While Pease isn’t ready to predict that a recession is the most likely outcome for the U.S. economy during 2023, he believes the probability is rising. The main warning in his view comes from the inverted Treasury yield curve, where the spread between the 10-year yield and the 2-year yield is the most negative in 40 years. In addition, some of the leading indicators for the U.S. economy, such as the Institute for Supply Management’s index for new orders, have softened.
He added that the Fed is focused on indicators such as payrolls and wages, which remain overheated, and these labor-market trends tend to lag the broader economy. In his view, this creates the risk that the Fed will continue to tighten while the economy weakens.
“We’re still in the soft/softish landing camp for the U.S. and we expect that strong household and corporate finances can limit the downturn to, at worst, a mild recession,” Pease said.
Regarding the outlook for Europe, the team expects a challenging winter lies ahead. They believe high energy costs will depress consumer spending and industrial production, while persistently high inflation will likely lead to continued tightening from the European Central Bank. “With measures of industrial production beginning to decline in response to high energy prices, it’s difficult to see the region avoiding at least a mild recession,” Pease said.
Russell Investments’ cycle, value and sentiment investment decision-making process offers a neutral view on the outlook as Q4 2022 begins. The firm’s strategists summarise their current asset-class preferences as follows:
- Non-U.S. developed equities are preferred to U.S. equities because they are relatively cheaper and will benefit from U.S. dollar weakness should the Fed become less hawkish. “Our valuation methodology is not scoring U.S. equities as cheap but value has improved,” Pease said. “This methodology, however, suggests that non-U.S. equities are now showing value.”
- Emerging market equities could recover if there is significant China stimulus, the Fed slows the pace of tightening, energy prices subside and the U.S. dollar weakens. For now, a neutral stance is warranted.
- High yield and investment grade credit spreads are near their long-term averages, although the team sees the overall yield on U.S. high yield at about 8.5% as attractive. “Spreads will remain under upward pressure if U.S. recession probabilities increase,” Pease said. “We have a neutral outlook on credit markets but will become more positive if a U.S. recession becomes less likely.”
- Government bond valuations have improved and the team believes U.S., U.K. and German bonds offer good value. They view Japanese bonds as still expensive. “Yields have risen sharply in most markets in recent months and the risk of a further significant sell-off seems limited given inflation is close to peaking and markets have priced hawkish outlooks for most central banks,” Pease said.

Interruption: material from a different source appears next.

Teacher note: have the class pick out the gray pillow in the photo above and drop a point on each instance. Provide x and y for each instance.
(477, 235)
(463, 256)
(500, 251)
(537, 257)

- Real assets: Global listed infrastructure (GLI) has been one of the better-performing asset classes so far this year, while real estate investment trusts (REITS) have lost more than 20%. The team sees GLI as expensive on several measures, including dividend yields and price-to-earnings ratios. In contrast, REITS show good value on these measures. Regarding commodities, which still comprise the best-performing asset class so far this year, the team sees a potential upside from a recovery in Chinese demand in 2023 as lockdowns ease and more stimulus measures are adopted.
- The U.S. dollar has made gains this year on Fed hawkishness and safe-haven appeal during the Russia/Ukraine conflict. However, the team believes it should weaken if inflation begins to decline and the Fed pivots to a less hawkish stance in early 2023. In this scenario, the strategists expect the euro and Japanese yen would be the main beneficiaries.